Prove that $\mathbb{N}$ is complete.

So I have intuition for the proof. My thinking is that if I have nonepty $A \subseteq \mathbb{N}$, where $A$ has an upper bound, then it should also have a maximum which is its supremum. That would imply that $\sup(A) \in A$, which would then also imply that $\sup(A) \in \mathbb{N}$ since $A \subseteq \mathbb{N}$. Then if my reasoning is correct, this would then show that $\mathbb{N}$ is complete. However I cannot figure out how to prove that a if $A \subseteq \mathbb{N}$ has an upper bound, it has a maximal element. How can one prove this statement? Also, are there other ways to show that $\mathbb{N}$ is complete?
 A: My first thought is to try showing any Cauchy sequence converges.  But the Cauchy sequences are eventually constant.  Hence they converge.
A: Suppose $A \subset \Bbb{N}$ is bounded by $M$, then $|A| < M$, and $A$ is a finite set.  Every finite set has a maximum.  (Sort the elements; this is a finite process for a finite set.)
(There are straightforward modifications if your version of bounded uses nonstrict inequality or your version of the natural numbers does not include $0$.)
A direct construction using well ordering is...
For each $a \in A$, define $f(a)$ to be the interval $[a,\infty) \subset \Bbb{N}$.  Then 
$$  F = \bigcap_{a \in A} f(a)  $$
is a subset of $\Bbb{N}$.  Since $A$ is bounded, by $M \in \Bbb{N}$, $M \in f(a)$ for all $a \in A$.  This shows $F$ is nonempty, so by well-ordering, $F$ has a least member, $m$.  Observe that $m$ is in $f(a)$ for each $a$, so $a \leq m$.  We have only to show $m$ is in $A$ to show that $m$ is the maximum element of $A$.
Suppose $m \not\in A$.  Since $m \in f(a)$ for each $a \in A$, $a +1 \leq m$.  But then $m-1 \in f(a)$ for every $a \in A$, so the minimum of $F$ would be no greater than $m-1$, leading to a contradiction.
A: There are several different notions of “completeness”. From the context of your tags, it seems you mean Dedekind completeness (i.e. every upper-bounded set has a least upper bound). If you mean metric completeness, Chris Custer’s answer has you covered.
You could prove $\mathbb{N}$ is (Dedekind) complete from the well-ordering of $\mathbb{N}$. Let $$S = \{n \in \mathbb{N} : (\forall a \in A)(a \leq n)\} ,$$
i.e. $S$ is the set of all upper bounds on $A$. By the well-ordering of $\mathbb{N}$, the set has a minimum, which would be a least upper bound.
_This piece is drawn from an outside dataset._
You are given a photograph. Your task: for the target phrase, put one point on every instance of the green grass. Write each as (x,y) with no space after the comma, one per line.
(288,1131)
Alternatively, you could do a proof by induction. Assume for contradiction that $A$ has no least upper bound. Let $U$ be some upper bound. Define a sequence $f(n)$ by setting $f(1) = U$, and recursively choosing $f(n + 1)$ to be some upper bound that’s less than $f(n)$, which exists because no least upper bound exists. Then $f(n) \leq U - (n - 2)$, but this means that $f(U + 3) \leq -1$, which is impossible. Thus a contradiction.